Die Kanarischen Inseln stehen vor einem ernsthaften Problem bei der Abwicklung der EU-Fördermittel für die Dekarbonisierung, die über den Next Generation EU-Fonds bereitgestellt werden. Obwohl die administrative Bearbeitung der Anträge abgeschlossen ist, droht die Auszahlung der Zuschüsse ins Stocken zu geraten, da nicht ausreichend Personal für die abschließenden Schritte zur Verfügung steht. Die Frist zur Übergabe aller Unterlagen an die Zentralregierung in Madrid endet am 31. August, doch viele der ursprünglich dafür eingestellten Mitarbeiter sind bereits nicht mehr im Einsatz.
Die Energiebüros auf den Kanaren, die von der Regionalregierung eingerichtet wurden und bislang maßgeblich an der Abwicklung beteiligt waren, mussten geschlossen werden, da ihre Finanzierung über die nun ausgelaufene Nachhaltigkeitsstrategie erfolgte. Zurzeit ist nur noch die öffentliche Gesellschaft Gestur mit der weiteren Bearbeitung betraut, doch deren Vertrag endet ebenfalls Ende August. Mit den verbleibenden Ressourcen der autonomen Verwaltung ist es unmöglich, die Anträge fristgerecht vollständig zu bearbeiten und die Zuschüsse auszuzahlen.
Diese Verzögerungen sind besonders kritisch, weil die Kanaren im Rahmen der Strategie für nachhaltige Energie neben den Balearen konkrete Ziele erfüllen mussten, unter anderem die Installation von mindestens 85 Megawatt erneuerbarer Energie. Diese Zielvorgaben wurden sogar übertroffen. Zudem wurden mehr Maßnahmen umgesetzt als ursprünglich geplant. Trotz dieser Erfolge drohen die Fördermittel, die eigentlich der nachhaltigen Entwicklung der Inseln dienen sollen, ganz oder teilweise an den Staat zurückgegeben zu werden, falls die Nachweise und Zahlungen nicht rechtzeitig eingereicht werden.
Die Konsequenz wäre eine finanzielle Belastung für die Kanaren, die der regionalen Wirtschaft und dem Engagement für den Klimaschutz schaden würde. Die lokale Wirtschaft, zahlreiche Haushalte und Unternehmen, die bereits von den Förderprogrammen profitiert haben, sind direkt betroffen. Auch der Einsatz von über 8.000 elektrischen Fahrzeugen und tausenden Ladestationen wurde durch diese Mittel ermöglicht.

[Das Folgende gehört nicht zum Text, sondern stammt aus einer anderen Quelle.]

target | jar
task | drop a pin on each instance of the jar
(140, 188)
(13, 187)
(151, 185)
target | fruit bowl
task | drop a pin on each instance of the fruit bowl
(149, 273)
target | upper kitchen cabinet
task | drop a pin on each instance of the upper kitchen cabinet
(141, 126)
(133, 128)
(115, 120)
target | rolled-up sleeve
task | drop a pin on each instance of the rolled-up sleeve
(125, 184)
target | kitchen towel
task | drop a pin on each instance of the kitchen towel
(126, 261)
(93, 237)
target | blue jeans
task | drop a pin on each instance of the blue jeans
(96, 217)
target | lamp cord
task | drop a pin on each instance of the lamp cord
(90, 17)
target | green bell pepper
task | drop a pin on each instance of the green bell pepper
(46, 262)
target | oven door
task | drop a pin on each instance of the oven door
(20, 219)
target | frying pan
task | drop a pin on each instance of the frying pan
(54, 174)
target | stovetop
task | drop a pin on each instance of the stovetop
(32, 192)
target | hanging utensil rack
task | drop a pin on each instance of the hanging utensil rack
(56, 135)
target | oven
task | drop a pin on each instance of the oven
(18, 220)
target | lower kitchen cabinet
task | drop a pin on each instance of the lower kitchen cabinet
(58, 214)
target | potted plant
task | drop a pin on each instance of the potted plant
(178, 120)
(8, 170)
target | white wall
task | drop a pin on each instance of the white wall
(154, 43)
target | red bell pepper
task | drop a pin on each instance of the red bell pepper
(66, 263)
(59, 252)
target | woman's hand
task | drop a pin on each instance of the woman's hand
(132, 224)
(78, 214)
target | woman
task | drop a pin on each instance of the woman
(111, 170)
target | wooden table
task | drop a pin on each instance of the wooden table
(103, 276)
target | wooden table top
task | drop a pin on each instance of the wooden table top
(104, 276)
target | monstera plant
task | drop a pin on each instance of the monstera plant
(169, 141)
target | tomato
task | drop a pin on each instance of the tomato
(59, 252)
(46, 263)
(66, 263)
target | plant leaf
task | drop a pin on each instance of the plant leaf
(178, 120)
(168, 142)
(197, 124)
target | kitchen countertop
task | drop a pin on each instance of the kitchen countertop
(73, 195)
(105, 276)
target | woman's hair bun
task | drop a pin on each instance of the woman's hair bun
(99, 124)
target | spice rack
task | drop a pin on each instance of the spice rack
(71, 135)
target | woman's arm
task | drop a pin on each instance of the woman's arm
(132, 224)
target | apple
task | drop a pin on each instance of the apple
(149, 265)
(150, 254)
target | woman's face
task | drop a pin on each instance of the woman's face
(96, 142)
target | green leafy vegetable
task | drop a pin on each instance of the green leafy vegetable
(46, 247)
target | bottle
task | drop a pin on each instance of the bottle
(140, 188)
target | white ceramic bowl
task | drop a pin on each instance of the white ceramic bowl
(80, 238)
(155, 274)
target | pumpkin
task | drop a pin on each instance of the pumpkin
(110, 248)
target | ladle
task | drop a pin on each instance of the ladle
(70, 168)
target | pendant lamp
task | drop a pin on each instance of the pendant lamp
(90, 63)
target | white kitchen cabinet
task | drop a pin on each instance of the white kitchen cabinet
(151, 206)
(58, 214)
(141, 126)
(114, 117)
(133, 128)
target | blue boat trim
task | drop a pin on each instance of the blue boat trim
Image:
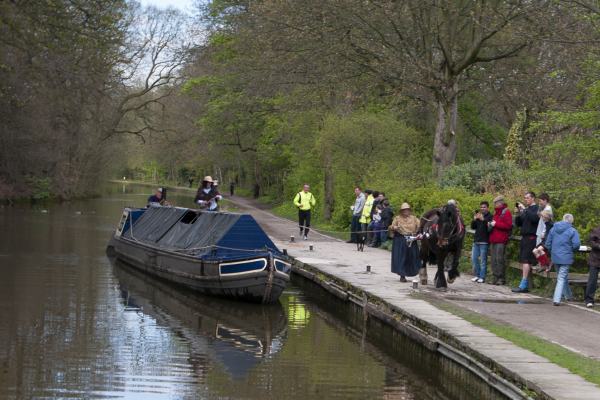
(283, 267)
(242, 267)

Die Kanarische Regierung hat bereits seit Monaten vergeblich eine Verlängerung der Frist beim Zentralstaat beantragt. Es gibt Gerüchte über mögliche Fristverlängerungen, aber bislang keine offizielle Bestätigung. Zeitgleich hat die spanische Regierung eine Änderung im nationalen Wiederaufbauplan beschlossen, um die Abwicklung zu erleichtern und den Kommunen mehr Rechtssicherheit zu geben. Allerdings ist der Inhalt dieser Anpassung bisher nicht öffentlich bekannt.
Die verbleibende Zeit bis zum 31. August wird als sehr knapp eingeschätzt, vor allem da im August viele öffentliche Stellen personell reduziert sind. Ohne eine bestätigte Fristverlängerung oder zusätzliche Ressourcen drohen die Kanaren, Fördergelder zu verlieren, die für den weiteren Ausbau der erneuerbaren Energien und die Reduzierung der CO2-Emissionen dringend benötigt werden. Die regionale Politik und Wirtschaft beobachten die Entwicklung mit großer Sorge, da die Zukunft der Dekarbonisierung auf den Inseln von der erfolgreichen Umsetzung der Förderprogramme abhängt.